The first publications about the discovery of a ceramic sculpture of a female head date back to the beginning of archaeological excavations of ancient monuments in the lower reaches of the Amur River. The find was documented by the Soviet archaeologist, ethnographer and historian Alexey Pavlovich Okladnikov during the Far Eastern Archaeological Expedition of the Siberian Branch of the USSR Academy of Sciences in the 1960s.
One of the first objects of archaeological excavations was a monument near the Nanai village of Kondon in the Solnechny district of the Khabarovsk Territory. The ceramic sculpture, which, in the press and scientific publications, was called Venus and Aphrodite, was discovered by researchers in the area of the foundation pit of dwelling No. 3.

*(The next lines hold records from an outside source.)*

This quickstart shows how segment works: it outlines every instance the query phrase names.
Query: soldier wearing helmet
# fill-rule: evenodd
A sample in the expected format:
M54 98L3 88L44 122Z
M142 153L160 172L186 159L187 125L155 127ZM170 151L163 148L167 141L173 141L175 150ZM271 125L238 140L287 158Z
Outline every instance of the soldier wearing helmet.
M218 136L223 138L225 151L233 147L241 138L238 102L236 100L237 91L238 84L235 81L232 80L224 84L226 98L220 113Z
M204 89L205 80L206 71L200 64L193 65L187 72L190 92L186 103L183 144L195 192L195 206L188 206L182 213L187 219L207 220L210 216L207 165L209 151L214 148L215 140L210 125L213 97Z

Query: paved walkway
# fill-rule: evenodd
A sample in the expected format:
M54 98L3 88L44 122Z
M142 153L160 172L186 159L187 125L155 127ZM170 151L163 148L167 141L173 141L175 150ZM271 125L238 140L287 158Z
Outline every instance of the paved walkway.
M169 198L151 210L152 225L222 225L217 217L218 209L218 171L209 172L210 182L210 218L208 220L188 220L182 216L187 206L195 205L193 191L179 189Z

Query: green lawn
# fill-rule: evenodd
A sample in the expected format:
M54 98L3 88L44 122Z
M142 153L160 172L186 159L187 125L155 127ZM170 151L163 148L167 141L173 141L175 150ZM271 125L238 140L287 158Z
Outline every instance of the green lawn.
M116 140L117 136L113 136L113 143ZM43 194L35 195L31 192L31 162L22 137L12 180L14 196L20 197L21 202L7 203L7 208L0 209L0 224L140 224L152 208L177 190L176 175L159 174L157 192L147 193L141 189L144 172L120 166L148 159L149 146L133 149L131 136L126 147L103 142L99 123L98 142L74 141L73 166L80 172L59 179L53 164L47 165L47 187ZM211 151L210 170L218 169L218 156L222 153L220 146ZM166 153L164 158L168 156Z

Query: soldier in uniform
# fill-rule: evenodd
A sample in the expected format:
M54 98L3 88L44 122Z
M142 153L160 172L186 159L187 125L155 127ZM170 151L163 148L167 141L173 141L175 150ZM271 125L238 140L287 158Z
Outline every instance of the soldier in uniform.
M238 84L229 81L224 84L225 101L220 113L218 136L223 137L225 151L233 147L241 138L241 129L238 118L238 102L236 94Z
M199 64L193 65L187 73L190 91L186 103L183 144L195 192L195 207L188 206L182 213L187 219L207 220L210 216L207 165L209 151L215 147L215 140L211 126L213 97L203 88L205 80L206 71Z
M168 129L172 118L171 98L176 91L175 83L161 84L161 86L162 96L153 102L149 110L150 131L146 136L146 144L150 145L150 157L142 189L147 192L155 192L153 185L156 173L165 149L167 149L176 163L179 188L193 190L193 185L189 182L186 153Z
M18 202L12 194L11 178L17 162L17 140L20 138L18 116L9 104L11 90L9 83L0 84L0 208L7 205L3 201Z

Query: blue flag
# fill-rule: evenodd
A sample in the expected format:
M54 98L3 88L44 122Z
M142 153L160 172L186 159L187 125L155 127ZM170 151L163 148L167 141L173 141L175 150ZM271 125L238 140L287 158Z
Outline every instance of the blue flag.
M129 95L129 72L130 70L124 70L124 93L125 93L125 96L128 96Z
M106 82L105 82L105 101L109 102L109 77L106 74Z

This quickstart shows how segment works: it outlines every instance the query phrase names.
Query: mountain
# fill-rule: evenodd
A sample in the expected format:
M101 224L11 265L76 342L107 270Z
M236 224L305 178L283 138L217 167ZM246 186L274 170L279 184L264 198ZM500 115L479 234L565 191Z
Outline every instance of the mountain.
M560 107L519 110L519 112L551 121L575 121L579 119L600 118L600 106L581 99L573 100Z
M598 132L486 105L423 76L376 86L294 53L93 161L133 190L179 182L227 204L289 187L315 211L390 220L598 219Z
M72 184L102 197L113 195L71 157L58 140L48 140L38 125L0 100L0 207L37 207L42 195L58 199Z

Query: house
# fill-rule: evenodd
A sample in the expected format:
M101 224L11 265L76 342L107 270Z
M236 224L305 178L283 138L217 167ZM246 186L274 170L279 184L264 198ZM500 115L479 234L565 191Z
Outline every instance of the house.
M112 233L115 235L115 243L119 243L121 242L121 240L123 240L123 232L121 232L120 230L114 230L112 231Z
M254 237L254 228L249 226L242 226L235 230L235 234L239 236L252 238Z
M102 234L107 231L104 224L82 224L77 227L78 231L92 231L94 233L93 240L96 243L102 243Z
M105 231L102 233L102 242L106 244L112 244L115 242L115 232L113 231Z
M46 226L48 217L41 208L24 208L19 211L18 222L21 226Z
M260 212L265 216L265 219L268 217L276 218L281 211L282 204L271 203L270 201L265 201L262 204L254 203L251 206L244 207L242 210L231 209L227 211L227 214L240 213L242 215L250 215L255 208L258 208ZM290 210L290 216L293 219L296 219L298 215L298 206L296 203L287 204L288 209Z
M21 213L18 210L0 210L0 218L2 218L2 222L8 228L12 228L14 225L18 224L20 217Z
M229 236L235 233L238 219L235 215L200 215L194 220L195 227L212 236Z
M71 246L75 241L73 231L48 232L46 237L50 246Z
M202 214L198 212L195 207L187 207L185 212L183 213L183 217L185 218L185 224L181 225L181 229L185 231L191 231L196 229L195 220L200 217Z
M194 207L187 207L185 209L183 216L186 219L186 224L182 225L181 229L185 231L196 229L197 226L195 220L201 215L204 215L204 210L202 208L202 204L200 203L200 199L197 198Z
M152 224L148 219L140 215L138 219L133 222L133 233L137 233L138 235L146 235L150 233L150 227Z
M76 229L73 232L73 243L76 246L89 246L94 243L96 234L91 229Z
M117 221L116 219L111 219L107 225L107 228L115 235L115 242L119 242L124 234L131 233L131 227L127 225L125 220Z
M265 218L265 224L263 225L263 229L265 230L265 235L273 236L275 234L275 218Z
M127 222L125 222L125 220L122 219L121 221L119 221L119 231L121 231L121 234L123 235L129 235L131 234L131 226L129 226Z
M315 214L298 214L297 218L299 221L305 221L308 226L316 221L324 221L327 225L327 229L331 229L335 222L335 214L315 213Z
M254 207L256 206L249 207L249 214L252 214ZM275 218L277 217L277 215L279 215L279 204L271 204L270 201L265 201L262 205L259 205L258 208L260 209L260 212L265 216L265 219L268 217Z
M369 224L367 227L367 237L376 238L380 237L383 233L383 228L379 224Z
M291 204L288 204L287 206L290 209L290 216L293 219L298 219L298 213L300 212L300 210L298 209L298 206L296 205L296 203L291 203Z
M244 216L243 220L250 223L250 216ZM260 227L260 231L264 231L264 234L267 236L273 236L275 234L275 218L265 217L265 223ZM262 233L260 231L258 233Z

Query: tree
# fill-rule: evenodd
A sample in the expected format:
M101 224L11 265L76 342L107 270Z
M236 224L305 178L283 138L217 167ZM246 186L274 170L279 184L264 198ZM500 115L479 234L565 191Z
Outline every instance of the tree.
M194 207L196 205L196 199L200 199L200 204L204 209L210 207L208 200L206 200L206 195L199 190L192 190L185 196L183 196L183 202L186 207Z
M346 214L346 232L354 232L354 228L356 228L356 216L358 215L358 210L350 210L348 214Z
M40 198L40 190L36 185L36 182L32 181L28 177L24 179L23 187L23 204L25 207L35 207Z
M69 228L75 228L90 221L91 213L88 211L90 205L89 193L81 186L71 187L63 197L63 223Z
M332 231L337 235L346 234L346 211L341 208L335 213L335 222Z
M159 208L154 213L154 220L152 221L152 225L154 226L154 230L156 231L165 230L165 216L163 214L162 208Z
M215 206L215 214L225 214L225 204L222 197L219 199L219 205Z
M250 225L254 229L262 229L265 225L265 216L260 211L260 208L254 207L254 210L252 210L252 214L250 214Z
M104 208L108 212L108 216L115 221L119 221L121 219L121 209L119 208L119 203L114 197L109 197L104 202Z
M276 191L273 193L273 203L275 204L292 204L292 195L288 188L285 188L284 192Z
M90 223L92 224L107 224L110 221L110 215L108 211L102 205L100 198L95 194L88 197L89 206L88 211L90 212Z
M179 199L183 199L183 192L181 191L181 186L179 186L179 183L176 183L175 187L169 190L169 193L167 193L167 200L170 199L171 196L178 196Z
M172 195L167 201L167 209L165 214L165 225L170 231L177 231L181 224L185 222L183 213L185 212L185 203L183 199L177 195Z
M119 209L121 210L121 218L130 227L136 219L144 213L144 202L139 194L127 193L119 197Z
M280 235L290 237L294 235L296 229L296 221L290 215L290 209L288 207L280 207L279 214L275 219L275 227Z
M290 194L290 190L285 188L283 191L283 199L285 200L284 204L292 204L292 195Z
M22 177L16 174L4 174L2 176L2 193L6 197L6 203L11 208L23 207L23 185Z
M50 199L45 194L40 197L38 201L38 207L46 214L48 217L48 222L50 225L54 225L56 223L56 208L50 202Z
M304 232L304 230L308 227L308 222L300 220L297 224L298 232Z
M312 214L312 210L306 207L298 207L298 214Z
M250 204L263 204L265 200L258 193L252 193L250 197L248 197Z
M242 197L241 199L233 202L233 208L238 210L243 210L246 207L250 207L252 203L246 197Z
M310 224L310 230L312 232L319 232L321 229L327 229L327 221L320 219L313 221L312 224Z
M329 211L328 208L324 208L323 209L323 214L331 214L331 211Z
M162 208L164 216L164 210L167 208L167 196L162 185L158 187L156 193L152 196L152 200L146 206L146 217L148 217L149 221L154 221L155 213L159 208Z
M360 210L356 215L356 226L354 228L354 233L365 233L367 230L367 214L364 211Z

Later on, this find served as a certain standard for the discovery of such sculptures. The works were quite common in ancient settlements of the new Stone Age on the Amur, scientists attributed them to the Voznesenovo culture of the late Neolithic, to the end of the 3rd — middle of the 2nd millennium BCE.
“Amur Venuses” were found in the ancient settlements of Condon (Solnechny district), Voznesenovskoye (Amur district), Sucha and Malaya Gavan (Ulchi district), Gasia (Nanai district). The female head of a ceramic sculpture from the settlement of Hummi-1 in the Komsomolsk district was found by an archaeologist in 2011.
For a long time, researchers have been studying the conditions of the finds, the characteristic features of morphology and the cult purpose of the figurines. According to one of the assumptions of scientists, such objects were an integral part of the ritual dedicated to the birth of the World, the Universe and the Progenitors.